Evidence suggests that the proportion of life in good health has remained broadly constant, implying that the additional years are in poor health. If people can experience these extra years of life in good health, and if they live in a supportive environment, their ability to do the things they value will be little different from that of a younger person. If these added years are dominated by declines in physical and mental capacity, the implications for older people and for society are more negative.
A longer life brings with it opportunities, not only for older people and their families, but also for societies as a whole. Additional years provide the chance to pursue new activities such as further education, a new career or a long-neglected passion. Older people also contribute in many ways to their families and communities. Yet the extent of these opportunities and contributions depends heavily on one factor: Health.

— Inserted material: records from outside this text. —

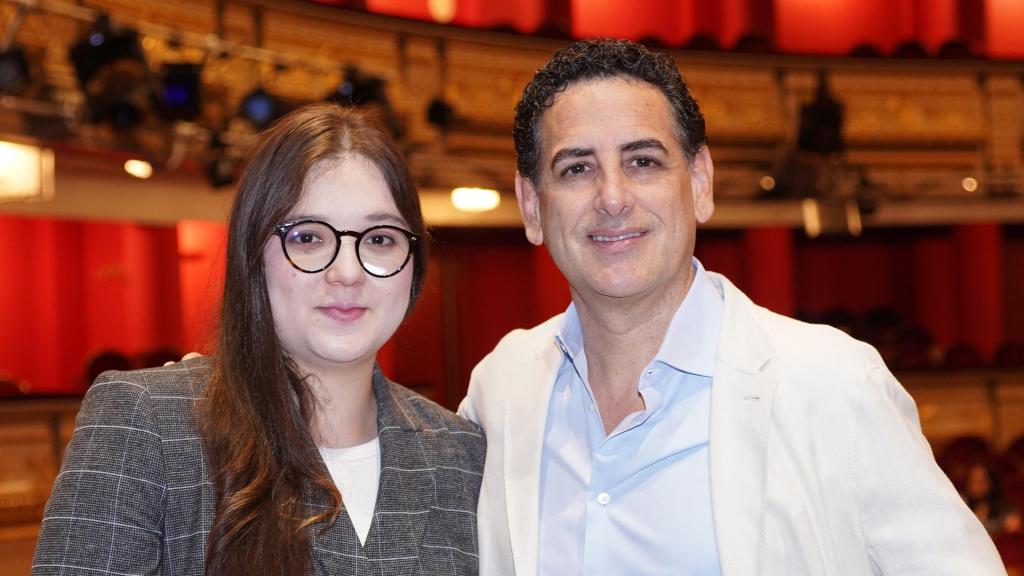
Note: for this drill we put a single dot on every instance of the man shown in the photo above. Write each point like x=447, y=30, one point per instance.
x=666, y=424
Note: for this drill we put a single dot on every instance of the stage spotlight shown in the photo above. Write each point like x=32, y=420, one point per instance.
x=359, y=89
x=103, y=45
x=260, y=109
x=179, y=95
x=14, y=76
x=112, y=71
x=440, y=113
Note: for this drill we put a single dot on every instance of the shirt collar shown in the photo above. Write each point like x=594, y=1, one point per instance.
x=690, y=342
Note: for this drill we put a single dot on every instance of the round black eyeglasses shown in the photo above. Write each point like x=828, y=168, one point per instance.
x=311, y=246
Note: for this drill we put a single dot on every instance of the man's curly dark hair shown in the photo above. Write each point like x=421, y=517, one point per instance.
x=597, y=58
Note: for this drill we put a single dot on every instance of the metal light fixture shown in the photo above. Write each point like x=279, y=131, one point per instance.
x=26, y=172
x=475, y=199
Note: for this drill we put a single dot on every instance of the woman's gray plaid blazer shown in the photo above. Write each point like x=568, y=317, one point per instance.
x=134, y=494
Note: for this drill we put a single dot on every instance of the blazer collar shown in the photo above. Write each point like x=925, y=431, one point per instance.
x=525, y=416
x=741, y=402
x=402, y=464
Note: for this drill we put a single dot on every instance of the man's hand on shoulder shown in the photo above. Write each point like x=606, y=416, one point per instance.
x=188, y=356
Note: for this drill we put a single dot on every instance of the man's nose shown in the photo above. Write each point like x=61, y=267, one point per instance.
x=613, y=197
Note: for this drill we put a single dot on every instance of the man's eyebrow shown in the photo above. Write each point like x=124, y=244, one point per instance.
x=570, y=153
x=643, y=145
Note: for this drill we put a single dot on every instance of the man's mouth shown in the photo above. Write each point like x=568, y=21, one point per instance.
x=616, y=238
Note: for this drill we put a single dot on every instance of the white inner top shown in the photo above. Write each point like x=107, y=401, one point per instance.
x=356, y=471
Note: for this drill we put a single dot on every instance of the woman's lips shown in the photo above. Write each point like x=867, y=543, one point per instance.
x=343, y=313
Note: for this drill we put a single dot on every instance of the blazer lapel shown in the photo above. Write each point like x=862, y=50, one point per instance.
x=406, y=491
x=741, y=400
x=525, y=417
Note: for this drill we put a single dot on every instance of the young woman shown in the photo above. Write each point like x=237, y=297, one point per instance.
x=288, y=452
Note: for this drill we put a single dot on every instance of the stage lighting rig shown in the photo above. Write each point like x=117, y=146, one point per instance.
x=180, y=91
x=112, y=71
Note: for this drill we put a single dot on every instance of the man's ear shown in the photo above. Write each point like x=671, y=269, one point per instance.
x=701, y=184
x=529, y=207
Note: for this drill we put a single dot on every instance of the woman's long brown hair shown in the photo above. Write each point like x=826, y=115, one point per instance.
x=256, y=411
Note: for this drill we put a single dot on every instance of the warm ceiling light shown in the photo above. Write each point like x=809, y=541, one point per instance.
x=475, y=199
x=138, y=168
x=26, y=172
x=441, y=10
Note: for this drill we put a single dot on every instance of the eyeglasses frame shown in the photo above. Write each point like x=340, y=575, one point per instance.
x=281, y=231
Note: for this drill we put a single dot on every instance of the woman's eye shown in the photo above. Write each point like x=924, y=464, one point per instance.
x=303, y=237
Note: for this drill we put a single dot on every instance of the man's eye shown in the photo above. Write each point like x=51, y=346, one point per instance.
x=380, y=240
x=574, y=169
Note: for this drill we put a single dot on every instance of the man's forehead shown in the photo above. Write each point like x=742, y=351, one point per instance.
x=612, y=111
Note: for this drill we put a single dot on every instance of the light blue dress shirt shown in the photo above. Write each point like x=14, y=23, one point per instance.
x=636, y=501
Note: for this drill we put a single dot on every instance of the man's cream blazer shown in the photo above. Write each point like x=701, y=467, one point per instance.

Although some of the variations in older people’s health are genetic, most is due to people’s physical, nutritional, mental, spiritual, social, lifestyle, and environments – including their homes, neighborhoods, and communities, as well as their personal characteristics – such as their sex, ethnicity, or socioeconomic status. At PathologyPrevention® we refer to these factors as Prevention Practices.
It has been shown that the environments people live in as children – or even as developing fetuses – combined with their personal characteristics, have long-term effects on how they age. Here on this website, we try to provide information and products to help people of all ages, become more healthy, improve capabilities, and learn to life a longer, more healthy life. This is why we say together, we can increase self-reliance, improve wellness, and prevent chronic disease.
The diversity seen in older age is not random. A large part arises from people’s physical, mental, and social environments and their impact on opportunities and health behavior. These relationships are skewed by the personal characteristics discussed above such as the family we were born into, our sex and our ethnicity, and personal habits leading to inequalities in your health – now, and in your old age.